Wedge (golf) - Lob Wedge

The lob wedge is a club with a loft of around 60°, typically the highest in a player's bag. It is used for specialized shots requiring either extreme launch angle, short carry distance and/or no rolling distance after impact.

Dave Pelz, a former NASA physicist and golf short-game coach, envisioned the lob wedge in the 1980s as an answer to modern greens, which are designed to be more difficult to approach to add extra challenge to the game. These greens are typically elevated above the fairway, are less level and more undulating than traditional greens, and are surrounded on some or all sides by hazards. These greens require an approach shot that drops the ball very precisely onto the green near the pin, and then "sticks" with little or no roll to prevent the ball following an uneven grade or overshooting the pin into a hazard. He proposed a new club with low to mid bounce and a loft angle of 60° to accomplish such a shot. Pro player Tom Kite was among the first players to use such a club, encouraging other professionals and amateurs to follow his lead. In 1984, Karsten Manufacturing introduced the first mass-produced "L" wedge, as part of PING's widely successful Eye and Eye-2 iron sets, cementing the wedge's name as the "lob" wedge.

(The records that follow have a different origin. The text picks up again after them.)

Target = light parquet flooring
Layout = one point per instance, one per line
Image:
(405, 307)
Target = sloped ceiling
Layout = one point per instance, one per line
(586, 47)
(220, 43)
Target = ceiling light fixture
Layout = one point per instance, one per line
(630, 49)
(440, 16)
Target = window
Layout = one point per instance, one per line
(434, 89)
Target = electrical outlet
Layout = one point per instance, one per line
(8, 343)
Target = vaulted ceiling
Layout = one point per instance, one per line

The lob wedge can be used for any shot requiring a short carry distance (typically 10–50 yards), and/or a very high launch angle, which also results in high backspin and thus little rolling distance after impact. Such shots include tight approaches to the green, shots from close to a tree or other tall obstruction, shots to gain a more favorable lie on the fairway, and certain bunker shots. The high launch angle and thus long carry time can be an impediment in high winds, but skilled golfers can use the long "hang time" of a lob wedge shot to take advantage of a favorable wind. The wedge typically has low to moderate bounce (0–4°) for fairway and other firm lies, but because of its high loft even 2–3° of bounce will counterbalance the downward force of the wedge's striking face, making a club with this configuration useful in sand as well. Players will often use a lob wedge to play from a sand trap adjacent to the green, instead of "opening" a sand wedge (a more difficult shot to make accurately). It can be used with a full swing from the fairway or rough to carry about 40–60 yards, but it's more commonly used with a chip shot from very close to the green, to carry 10–40 yards and "drop" the ball into an exact spot on the green.